Доктор нахмурился. Он, очевидно, был истинным британцем, прямолинейным во взглядах и достаточно решительным, чтобы открыто их высказывать.
– Да, – отрывисто произнес он. – Госпоже, как вы ее называете, следовало быть здесь.
– Ангелочек не раз о ней спрашивала, – пробормотала Ассунта.
– Верно, – ответил он.
И снова воцарилось молчание.
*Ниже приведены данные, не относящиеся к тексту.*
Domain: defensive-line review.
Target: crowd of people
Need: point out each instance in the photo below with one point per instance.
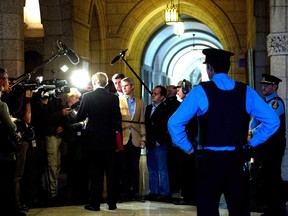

Мы стояли вокруг маленькой кроватки, глядя на пустую шкатулку, из которой исчезла утраченная драгоценность – дивная жемчужина невинного детства, которая отправилась, согласно красивому поверью, украсить праздничный наряд Святой Девы, во всем своем величии шествовавшей по небесам. Я ощущал глубокую печаль, к которой примешивалось какое-то странное мрачное удовлетворение. Мне казалось, что я как будто бы не потерял ребенка, а скорее заполучил его только для себя, чего раньше не было. Мертвой она казалась мне ближе, чем живой. Кто мог сказать, каким было бы ее будущее? Она бы выросла и стала женщиной – и что тогда? Какова обычная судьба, уготованная даже лучшим из женщин? Печаль, боль, переживания по пустякам, неутоленные желания, недостигнутые цели, разочарование в несовершенной и ограниченной жизни. Можете говорить что угодно в защиту противоположного мнения, но ее неполноценное положение по сравнению с мужчиной, физическая слабость, неспособность совершить что-то значимое на благо мира, в котором она живет, всегда будут в той или иной мере делать ее предметом жалости. В лучшем случае ей нужны нежность, поддержка и рыцарское заступничество ее супруга и мужчины. В худшем – она достойна того, что получает: безжалостного пренебрежения и безграничного презрения. Моя Стелла избежала этих опасностей и печалей – для нее печаль более не существовала. Мне показалось, что я радовался этому, глядя, как Ассунта закрывает ставни, словно показывая прохожим, что в дом пришла смерть. По знаку врача я вместе с ним вышел из комнаты. На лестнице он внезапно обернулся и спросил:
– Графине вы сообщите?
– Прошу прощения, – решительно ответил я. – Я совсем не в настроении наблюдать сцену.
– Вы думаете, она устроит сцену? – произнес он, удивленно приподняв брови. – Полагаю, однако, что вы правы! Она прекрасная актриса.
К этому моменту мы уже спустились по лестнице.
– Она очень красива, – уклончиво ответил я.
– О, очень! Несомненно. – Тут врач как-то странно нахмурил лоб. – На мой вкус, я предпочел бы уродство такой красоте. – С этими словами он ушел, скрывшись в коридоре, который вел в спальню «госпожи».
Оставшись один, я принялся расхаживать взад-вперед по гостиной, рассеянно глядя на ее дорогое убранство со множеством роскошных безделушек и украшений, большинство из которых я подарил жене в первые несколько месяцев после свадьбы. То и дело я слышал громкие истерические рыдания, сопровождаемые быстрыми шагами и шелестом дамских юбок. Через несколько мгновений вошел врач с сардонической улыбкой на лице.